Electrical biosensor 17, which can also be an electrical device or sensor, can be of any suitable type. In one embodiment, the biosensor 17 includes any suitable electrical component 46 having an electrical characteristic and being configured such that the coupling of the chemical substance being measured, for example a therapeutic drug, to the electrical component changes the electrical characteristic of the electrical component. In one embodiment, the electrical component has a surface, and the coupling of the chemical substance being measured to the surface of the electrical component changes the electrical characteristic, of the electrical component. The electrical component can include, without limitation, a transistor, a capacitor, a resistor and an inverter.
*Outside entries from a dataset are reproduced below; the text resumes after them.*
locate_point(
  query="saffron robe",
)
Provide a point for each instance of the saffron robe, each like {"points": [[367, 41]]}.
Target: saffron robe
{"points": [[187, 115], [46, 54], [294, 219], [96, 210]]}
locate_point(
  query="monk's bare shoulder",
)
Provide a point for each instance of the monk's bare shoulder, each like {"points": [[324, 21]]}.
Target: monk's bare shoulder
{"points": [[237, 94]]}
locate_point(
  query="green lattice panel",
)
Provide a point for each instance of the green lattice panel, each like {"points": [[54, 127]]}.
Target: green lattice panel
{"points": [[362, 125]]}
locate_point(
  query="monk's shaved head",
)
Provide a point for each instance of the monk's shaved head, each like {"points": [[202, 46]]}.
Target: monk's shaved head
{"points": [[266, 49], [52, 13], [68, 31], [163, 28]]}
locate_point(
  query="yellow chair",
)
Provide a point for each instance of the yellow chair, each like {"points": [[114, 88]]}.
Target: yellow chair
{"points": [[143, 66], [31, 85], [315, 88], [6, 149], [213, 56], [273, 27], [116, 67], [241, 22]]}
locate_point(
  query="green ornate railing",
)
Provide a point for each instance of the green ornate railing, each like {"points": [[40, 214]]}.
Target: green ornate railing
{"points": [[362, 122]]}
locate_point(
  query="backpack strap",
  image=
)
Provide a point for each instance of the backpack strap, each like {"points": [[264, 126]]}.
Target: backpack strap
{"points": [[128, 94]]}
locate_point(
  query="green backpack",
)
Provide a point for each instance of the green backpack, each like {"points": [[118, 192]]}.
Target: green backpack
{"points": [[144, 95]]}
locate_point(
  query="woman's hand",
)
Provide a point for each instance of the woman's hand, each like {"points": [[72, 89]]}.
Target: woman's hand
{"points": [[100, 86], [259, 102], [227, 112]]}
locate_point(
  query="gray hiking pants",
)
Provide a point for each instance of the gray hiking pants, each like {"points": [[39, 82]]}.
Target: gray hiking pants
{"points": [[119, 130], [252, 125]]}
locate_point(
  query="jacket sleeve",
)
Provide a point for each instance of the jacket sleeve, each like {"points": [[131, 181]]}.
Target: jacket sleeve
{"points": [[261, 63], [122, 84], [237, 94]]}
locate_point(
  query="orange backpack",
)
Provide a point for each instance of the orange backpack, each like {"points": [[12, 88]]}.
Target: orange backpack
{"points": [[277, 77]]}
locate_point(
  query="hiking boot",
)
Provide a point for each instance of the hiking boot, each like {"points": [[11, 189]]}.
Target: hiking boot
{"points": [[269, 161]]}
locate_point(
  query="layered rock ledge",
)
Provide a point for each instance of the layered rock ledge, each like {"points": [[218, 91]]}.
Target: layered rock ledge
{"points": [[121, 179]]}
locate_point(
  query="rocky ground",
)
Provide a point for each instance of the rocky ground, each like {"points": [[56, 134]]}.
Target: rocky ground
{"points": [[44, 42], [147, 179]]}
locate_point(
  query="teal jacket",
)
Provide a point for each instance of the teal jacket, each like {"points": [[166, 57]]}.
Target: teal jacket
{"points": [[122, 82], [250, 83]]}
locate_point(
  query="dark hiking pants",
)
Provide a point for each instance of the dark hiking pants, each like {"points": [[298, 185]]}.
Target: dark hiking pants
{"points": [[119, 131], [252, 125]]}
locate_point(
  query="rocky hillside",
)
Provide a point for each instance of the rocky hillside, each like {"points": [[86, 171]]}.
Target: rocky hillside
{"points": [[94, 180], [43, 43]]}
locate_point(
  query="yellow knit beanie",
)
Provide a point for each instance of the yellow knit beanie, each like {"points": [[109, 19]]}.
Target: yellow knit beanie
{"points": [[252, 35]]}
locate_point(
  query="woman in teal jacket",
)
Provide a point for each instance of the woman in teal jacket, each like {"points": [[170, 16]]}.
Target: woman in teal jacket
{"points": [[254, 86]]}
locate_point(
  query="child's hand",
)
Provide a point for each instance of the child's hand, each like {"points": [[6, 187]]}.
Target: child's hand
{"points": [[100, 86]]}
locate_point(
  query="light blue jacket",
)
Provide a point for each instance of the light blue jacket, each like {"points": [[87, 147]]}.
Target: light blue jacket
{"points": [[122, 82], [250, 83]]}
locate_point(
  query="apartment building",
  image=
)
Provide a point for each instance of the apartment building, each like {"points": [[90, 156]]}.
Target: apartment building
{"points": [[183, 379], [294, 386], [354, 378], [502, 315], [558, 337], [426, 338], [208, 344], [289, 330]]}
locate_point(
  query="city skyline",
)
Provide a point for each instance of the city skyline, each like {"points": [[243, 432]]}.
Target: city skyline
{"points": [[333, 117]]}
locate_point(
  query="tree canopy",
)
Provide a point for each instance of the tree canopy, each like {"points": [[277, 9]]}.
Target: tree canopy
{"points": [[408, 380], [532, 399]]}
In one embodiment, the electrical component 46 is any suitable transistor, and in one embodiment the electrical component 46 is a field effect transistor or FET (see FIGS. 2-3). The FET can be of any suitable type, and in one embodiment includes a semiconducting layer 51 doped with a n-type or p-type material. A source or source electrode 52 and a drain or drain electrode 53 are formed in spaced-apart positions on two sides of the semiconducting layer 51. First electrode or source 52 and second electrode or drain 53 are each doped having an opposite polarity to the semiconducting layer 51. A suitable dielectric layer 54, such as an oxide layer, underlies the semiconducting layer 51 and the source 52 and drain 53. A gate electrode 56 underlies the dielectric layer 54. In one embodiment, each of source 52, drain 53 and gate electrode 56 is electrically coupled, for example by means of a conductive lead 19, to one of the contact electrodes 18 provided on strip 12. A substrate layer 57 made from any suitable material such as plastic or glass serves as a support layer to biosensor 17, and as a support to the foregoing structure, and in one embodiment underlies gate electrode 56. In one embodiment, the semiconducting layer 51 has a surface 58 that is opposite to the surface to which dielectric layer 54 is adhered.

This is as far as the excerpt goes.